Non-renewable resources can be replaced in many cases by renewable ones. Electricity generation is a case in point (Energy Production).
Non-Polluting Technology
The techniques employed to transform materials must, if they are to avoid upsetting natural cycles which are fundamental to nature, avoid releasing into the biosphere or leaving as waste products, toxic substances or substances that cannot be assimilated by nature. In other words, a non-polluting technology should be applied. This is quite feasible from a technical point of view since non-polluting transformation techniques are known in all fields of production. However, they are not employed on any wide scale today because they would add to production costs and so are ruled out by the economic laws of capitalism.
Conclusion
The underlying principle behind the changes in the materials and productive methods used, which is demanded by the need to take proper account of the ecological dimension, is that the productive system as a whole should be sustainable for the rest of nature. In other words, what humans take from nature, the amount and the rhythm at which they do so, as well as the way they use these materials and dispose of them after use, should all be done in such a way as to leave nature in a position to go on supplying and reabsorbing the required materials for use.
In the long run this implies stable or only slowly rising consumption and production levels, though it does not rule out carefully planned rapid growth over a period to reach a level at which consumption and production could then platform off.

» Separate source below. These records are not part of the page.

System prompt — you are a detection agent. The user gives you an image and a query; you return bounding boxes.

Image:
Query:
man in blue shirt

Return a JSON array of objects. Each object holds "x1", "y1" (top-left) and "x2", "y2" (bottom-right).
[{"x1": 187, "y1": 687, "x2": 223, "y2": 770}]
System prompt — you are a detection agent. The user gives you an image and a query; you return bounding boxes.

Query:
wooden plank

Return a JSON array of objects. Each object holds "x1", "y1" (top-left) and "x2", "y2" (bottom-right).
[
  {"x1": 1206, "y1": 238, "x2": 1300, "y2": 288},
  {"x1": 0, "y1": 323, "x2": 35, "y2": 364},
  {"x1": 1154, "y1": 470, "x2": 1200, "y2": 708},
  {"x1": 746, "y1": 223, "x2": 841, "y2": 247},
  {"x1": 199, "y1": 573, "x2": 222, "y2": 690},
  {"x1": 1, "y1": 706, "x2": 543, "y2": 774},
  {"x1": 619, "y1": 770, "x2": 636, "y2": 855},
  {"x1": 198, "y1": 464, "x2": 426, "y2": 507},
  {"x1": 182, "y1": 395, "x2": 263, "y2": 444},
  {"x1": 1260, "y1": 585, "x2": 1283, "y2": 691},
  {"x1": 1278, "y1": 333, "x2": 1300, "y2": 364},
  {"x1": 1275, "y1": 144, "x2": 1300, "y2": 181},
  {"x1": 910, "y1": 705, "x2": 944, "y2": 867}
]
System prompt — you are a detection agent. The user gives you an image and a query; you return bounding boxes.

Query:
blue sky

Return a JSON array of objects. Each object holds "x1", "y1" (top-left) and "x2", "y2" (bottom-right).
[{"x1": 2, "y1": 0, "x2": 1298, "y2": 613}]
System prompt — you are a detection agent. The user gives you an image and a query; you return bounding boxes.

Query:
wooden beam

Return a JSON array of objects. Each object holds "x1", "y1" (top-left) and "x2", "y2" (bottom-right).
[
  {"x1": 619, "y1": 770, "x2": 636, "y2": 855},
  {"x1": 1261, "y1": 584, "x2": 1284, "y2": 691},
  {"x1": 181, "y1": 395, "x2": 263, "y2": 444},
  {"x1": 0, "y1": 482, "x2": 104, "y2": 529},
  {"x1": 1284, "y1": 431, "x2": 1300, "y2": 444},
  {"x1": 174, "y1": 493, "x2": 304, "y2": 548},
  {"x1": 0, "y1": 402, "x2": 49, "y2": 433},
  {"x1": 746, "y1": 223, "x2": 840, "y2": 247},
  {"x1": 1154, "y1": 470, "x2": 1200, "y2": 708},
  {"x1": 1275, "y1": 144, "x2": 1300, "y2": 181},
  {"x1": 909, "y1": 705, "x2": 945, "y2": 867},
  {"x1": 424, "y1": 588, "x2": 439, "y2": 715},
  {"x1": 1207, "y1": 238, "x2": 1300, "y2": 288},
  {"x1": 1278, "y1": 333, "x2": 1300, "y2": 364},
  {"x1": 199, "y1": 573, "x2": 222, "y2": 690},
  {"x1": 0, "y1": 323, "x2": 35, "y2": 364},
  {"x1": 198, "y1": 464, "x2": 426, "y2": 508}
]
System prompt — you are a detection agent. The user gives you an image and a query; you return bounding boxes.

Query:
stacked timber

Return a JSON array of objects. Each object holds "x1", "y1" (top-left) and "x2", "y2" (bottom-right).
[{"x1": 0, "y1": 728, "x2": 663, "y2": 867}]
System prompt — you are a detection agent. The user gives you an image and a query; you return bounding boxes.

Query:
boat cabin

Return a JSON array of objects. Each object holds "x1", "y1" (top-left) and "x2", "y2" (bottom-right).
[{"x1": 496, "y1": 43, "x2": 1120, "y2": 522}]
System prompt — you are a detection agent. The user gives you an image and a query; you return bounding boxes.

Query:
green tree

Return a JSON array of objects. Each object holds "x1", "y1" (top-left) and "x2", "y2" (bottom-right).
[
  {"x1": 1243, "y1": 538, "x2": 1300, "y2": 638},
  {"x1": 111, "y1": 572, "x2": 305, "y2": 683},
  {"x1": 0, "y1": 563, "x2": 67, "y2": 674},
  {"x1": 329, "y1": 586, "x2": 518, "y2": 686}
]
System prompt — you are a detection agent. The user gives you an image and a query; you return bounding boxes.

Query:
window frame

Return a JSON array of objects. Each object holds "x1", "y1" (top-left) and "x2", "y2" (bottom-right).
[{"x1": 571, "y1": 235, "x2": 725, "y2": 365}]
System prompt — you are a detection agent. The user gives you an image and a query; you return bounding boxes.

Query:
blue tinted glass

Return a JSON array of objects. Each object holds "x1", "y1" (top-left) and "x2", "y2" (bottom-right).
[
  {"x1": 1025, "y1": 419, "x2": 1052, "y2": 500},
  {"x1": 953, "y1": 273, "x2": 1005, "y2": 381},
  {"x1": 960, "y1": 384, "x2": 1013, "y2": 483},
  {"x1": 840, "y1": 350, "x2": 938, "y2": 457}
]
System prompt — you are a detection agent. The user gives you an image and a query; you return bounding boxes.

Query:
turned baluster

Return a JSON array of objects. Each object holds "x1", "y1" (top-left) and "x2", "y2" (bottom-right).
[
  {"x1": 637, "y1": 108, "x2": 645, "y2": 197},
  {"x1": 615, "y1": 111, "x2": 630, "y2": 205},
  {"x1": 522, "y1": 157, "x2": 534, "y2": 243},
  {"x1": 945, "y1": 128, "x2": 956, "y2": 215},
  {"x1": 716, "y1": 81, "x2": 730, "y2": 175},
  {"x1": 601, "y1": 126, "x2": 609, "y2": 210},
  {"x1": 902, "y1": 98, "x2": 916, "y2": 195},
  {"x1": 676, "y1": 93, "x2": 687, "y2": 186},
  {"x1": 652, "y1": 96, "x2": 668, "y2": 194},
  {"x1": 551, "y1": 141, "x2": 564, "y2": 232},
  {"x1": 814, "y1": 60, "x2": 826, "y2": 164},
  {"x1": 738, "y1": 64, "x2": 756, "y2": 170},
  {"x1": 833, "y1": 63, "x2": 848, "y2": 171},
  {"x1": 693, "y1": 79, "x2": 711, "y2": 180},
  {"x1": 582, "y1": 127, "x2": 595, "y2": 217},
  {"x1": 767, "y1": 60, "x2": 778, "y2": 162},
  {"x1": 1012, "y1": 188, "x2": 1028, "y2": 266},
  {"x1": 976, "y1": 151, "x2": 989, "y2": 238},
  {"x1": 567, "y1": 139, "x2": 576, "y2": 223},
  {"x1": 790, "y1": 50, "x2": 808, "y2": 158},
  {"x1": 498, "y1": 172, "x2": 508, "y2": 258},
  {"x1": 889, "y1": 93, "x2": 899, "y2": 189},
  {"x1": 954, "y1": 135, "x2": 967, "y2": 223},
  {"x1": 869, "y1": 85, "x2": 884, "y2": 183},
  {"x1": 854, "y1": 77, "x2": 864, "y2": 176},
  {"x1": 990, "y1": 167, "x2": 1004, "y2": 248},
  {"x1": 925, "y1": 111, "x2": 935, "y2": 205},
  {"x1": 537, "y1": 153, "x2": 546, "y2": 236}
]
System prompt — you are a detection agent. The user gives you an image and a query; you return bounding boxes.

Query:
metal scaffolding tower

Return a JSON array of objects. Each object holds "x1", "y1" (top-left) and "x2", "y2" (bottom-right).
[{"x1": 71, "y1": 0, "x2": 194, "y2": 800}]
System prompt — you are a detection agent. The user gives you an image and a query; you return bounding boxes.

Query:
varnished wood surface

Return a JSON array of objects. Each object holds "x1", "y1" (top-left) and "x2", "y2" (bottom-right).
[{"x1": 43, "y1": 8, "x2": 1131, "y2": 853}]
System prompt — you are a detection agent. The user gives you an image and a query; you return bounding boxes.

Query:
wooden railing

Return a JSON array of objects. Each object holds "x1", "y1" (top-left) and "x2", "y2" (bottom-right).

A society in which production, consumption and population levels are stable has been called a "steady-state economy" where production would be geared simply to meeting needs and to replacing and repairing the stock of means of production (raw materials and instruments of production) required for this.
It is obvious that today human needs are far from being met on a world scale and that fairly rapid growth in the production of food, housing and other basic amenities would still be needed for some years even if production ceased to be governed by the economic laws of capitalism. However it should not be forgotten that a "steady-state economy" would be a much more normal situation than an economy geared to blindly accumulating more and more means of production. After all, the only rational reason for accumulating means of production is to eventually be in a position to satisfy all reasonable consumption needs.
Once the stock of means of production has reached this level, in a society with this goal, accumulation, or the further expansion of the stock of means of production, can stop and production levels be stabilised. Logically, this point would eventually be reached, since the consumption needs of a given population are finite.
So if human society is to be able to organize its production in an ecologically acceptable way, then it must abolish the capitalist economic mechanism of capital accumulation and gear production instead to the direct satisfaction of needs.